TMM-moms-judging-moms
by Elizabeth Warren

Every mom needs at least one, and preferably several, of those friends. The non-judgmental, “OMG I’ve done that (insert any less than spectacular parenting moment in here), too” kind of friend. Since you are reading this on a Moms Blog, I can probably skip the “being a mom is the most rewarding and the most difficult job that you will ever undertake” part of the story. And you probably also already know that the worst critics of moms are (drum roll please….) other moms. Critiquing usually starts well before your baby is born (is that really what you are going to name the baby?). You will identify with either the breastfeeding moms or the formula feeding moms, the organic make-your-own-baby food moms or the “for heaven’s sake give the child a cupcake” moms, the mom whose kids take six different kids of lessons and the moms whose kids do one activity, the moms whose kids sit at the table until they eat a green bean and the moms whose kids don’t. You can name pretty much any mundane part of life and find moms who will approach it like you do and moms who approach it differently. But the single most divisive mom issue continues to be whether or not to work outside the home. My children are almost eleven. I heard about this divide long before I was a mom, I’ve experienced it, and I can honestly say that I’m still experiencing it. And yes, there are varying degrees of working and staying home that blur the lines, including moms working part-time, moms working from home, and moms whose volunteering is practically a job, just to name a few.

Although I speak without a degree in psychology (and, in fact, with no training whatsoever), I have nonetheless concluded why this particular issue is so divisive. It’s not so much about judging other moms as it is about justifying our own choices to ourselves. As moms, we are constantly questioning if we are making the right choices for our families. We measure ourselves against our peers, and we worry that we are coming up short in the most important endeavor we will ever undertake – raising our children.

Four years ago, a friend of mine went back to work after her home schooled son started college. She posted what she thought was an innocuous comment on Facebook asking how working parents of young children manage to juggle it all. Another mom responded with this opinion, “The kids suffer from both parents working. Mothers should be home and kids will benefit greatly from the constant presence and love no one else but a mother can give.” I’ve thought about that post for years and wondered if this mom was really so sure of her choice or was trying to justify her choice by smugly acting so sure.

Life is complicated and moms don’t always have the choice to stay home. It may be that one income won’t pay the bills, or that one parent’s work provides health insurance, or that one parent’s job is not secure, or that both parents are happier when they are working. Nothing works for every family. I know many wonderful stay-at-home-moms who do an amazing job in that full-time job. I know other stay-at-home moms who are burned out and checked out. I know stay-at-home moms who do virtually all the parenting because their husbands believe that since mom is home, they don’t need to be involved. The same goes for working moms – some are happy to be away from their children, but I find that most are trying very hard to be the best parent that they can be while balancing work and home.
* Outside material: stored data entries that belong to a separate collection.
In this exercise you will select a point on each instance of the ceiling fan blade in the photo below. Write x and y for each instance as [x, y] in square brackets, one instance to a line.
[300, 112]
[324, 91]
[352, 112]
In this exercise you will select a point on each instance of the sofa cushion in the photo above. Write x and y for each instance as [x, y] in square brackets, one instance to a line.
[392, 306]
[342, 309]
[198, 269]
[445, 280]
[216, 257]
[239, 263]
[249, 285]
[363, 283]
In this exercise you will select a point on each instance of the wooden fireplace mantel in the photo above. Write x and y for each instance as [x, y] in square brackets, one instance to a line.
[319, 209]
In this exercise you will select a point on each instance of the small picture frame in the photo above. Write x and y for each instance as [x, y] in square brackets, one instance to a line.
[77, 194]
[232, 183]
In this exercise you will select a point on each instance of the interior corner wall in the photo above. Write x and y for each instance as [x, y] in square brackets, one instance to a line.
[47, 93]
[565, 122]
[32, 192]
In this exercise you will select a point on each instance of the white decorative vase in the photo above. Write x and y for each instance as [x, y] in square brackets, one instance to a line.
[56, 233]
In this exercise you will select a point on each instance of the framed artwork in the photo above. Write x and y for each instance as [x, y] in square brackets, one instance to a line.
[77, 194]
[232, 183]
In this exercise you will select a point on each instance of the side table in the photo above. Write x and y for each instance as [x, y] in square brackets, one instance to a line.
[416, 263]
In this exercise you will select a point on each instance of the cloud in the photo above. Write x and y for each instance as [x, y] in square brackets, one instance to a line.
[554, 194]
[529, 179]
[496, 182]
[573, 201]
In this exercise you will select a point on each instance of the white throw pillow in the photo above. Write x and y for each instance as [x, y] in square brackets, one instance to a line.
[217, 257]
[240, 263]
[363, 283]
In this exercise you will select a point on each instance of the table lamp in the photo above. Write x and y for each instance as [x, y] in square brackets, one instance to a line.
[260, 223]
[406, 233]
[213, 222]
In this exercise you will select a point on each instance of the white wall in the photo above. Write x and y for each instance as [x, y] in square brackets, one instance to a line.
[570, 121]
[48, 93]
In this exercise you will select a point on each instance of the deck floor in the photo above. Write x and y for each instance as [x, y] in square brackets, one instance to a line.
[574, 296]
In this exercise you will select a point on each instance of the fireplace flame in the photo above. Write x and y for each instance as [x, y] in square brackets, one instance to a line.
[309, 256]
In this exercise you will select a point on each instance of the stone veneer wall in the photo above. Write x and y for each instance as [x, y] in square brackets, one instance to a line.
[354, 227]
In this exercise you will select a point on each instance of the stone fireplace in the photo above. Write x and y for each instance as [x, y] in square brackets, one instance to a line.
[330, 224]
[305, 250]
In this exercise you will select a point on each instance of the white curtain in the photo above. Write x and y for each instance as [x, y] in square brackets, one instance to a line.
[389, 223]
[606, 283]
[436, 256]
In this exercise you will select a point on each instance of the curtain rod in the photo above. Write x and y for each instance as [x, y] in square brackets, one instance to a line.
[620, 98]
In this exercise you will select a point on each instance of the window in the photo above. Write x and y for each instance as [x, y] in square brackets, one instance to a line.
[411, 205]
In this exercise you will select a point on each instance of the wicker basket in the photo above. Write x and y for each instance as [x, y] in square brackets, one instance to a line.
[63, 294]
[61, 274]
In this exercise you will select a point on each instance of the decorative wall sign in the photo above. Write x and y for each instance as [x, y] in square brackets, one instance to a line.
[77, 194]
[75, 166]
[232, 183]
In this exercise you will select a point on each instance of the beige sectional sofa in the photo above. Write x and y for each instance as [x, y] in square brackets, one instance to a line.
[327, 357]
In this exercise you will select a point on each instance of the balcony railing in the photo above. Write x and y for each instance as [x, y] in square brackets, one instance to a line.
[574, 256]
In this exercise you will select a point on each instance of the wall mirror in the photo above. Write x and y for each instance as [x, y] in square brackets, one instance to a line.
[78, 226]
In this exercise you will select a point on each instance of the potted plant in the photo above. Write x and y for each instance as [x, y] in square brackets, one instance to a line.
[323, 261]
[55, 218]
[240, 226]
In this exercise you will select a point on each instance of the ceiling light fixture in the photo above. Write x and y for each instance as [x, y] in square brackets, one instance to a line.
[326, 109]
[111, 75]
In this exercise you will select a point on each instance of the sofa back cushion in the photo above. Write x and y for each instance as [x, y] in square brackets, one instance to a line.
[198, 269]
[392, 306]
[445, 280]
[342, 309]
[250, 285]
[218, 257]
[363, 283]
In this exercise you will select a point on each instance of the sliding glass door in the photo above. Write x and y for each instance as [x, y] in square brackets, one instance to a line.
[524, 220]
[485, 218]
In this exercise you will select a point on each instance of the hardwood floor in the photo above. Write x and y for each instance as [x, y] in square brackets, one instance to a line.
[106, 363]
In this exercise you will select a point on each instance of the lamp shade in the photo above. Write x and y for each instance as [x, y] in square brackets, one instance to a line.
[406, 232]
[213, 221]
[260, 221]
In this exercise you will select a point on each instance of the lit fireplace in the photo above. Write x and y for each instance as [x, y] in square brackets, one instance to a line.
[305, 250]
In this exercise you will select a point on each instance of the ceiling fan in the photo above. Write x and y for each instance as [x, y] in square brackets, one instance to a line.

Full disclaimer, I am a working mom. I went back to work when my daughters were sixteen weeks old. When they were almost three, I was able to switch to a part-time schedule working 24 hours a week. In many ways that was ideal, but surprisingly, it wasn’t a perfect solution. When my daughters were six, we made the decision for me to return to a full-time position.

Many mornings after I drop my daughters off at school on my way to work, I drive past a group of moms who meet at the neighboring school in their exercise clothes to walk together before starting their day. Some days I wish that was my life. I’m also smart enough to know that any one of those moms may be looking at me driving to work and wishing for my life. I’ve learned that you never know looking in from the outside what a person’s life is like despite the rosy picture that they may paint.

I wish that moms could quit judging other moms and instead be supportive of each other, recognizing that no one way works for all families all of the time. I think Moms Blogs serve as a great tool to open our minds. I’d like to say that I’m above the judging and jealously, but I’m not. However, I find that without exception, when I get to know another mom whose choices I may have questioned from afar, I find that judgment is replaced with understanding and empathy. The more we get to know one another, even if the “knowing” is through an on-line community, the more judgment will be replaced with support.